Ich leite von Frame ab und es funktioniert. ich kann das Label von oben rechts nach unten links verschieben.

Wehe ich leite von JFrame ab, dann gehts nicht mehr.

Ich habe dass panel schon vergrößerrt und dem ContentPane hinzugefügt, aber trotzdem geht es nicht.??

weiss einer einen rat? Ich denke es liegt daran wie ich das Panel dem Frame hinzugefügt habe. 

Danke , grüße Spin


----------



## Volvagia (14. Apr 2011)

Ich denke, es liegt eher daran, dass du keinen LayoutManager gesetzt hast -> JLayeredPane.


----------



## SlaterB (14. Apr 2011)

mit 500 Postings bitte keine JFrame Drag und Drop-Themen mehr mit schlimmen 'ärgert mich'-Titel im Java-Basics-Bereich posten,
es gibt auch andere Bereiche und bessere Titel


----------



## Spin (14. Apr 2011)

Hey Slater 

Du hast vollkommen recht - mein Überschrift war ein wenig daneben  Wollt nur ein wenig Aufmerksamkeit.


Das mit JLayeredPane ist ja eine nette Geschichte.

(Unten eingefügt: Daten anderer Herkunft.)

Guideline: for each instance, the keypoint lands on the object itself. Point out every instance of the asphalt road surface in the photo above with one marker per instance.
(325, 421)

Ich habe vor mit drag and drop 5 Elemente neben einander zu schieben und sie müssen in der richtigen reihenfolge sein.

Dabei darf man sie nicht überlappen, beim ablegen.

Hat der User die richtige reihenfolge, soll ein roter rahmen um die 5 Elemente sein.

Meint ihr ich kann das auf dem JLayeredPane alles realisieren.
Habt ihr dazu paar Sachen die ich mir anschauen sollte?

vielen dank


----------



## Volvagia (14. Apr 2011)

Klar, ist für solche Sachen da.
Die Überschneidungen könntest du (wohl wieder nicht schön, aber ich bin nun mal nicht schön) mit Rectangle#intersects überprüfen.


----------



## Spin (14. Apr 2011)

Danke,

mein Idee ist es ein Gitter aufzuspannen welches auf einem JPanel liegt.
Jedes Raster darf ein JLabel empfangen, bzw es liegt in jedem Raster schon ein Jlabel oder es ist null.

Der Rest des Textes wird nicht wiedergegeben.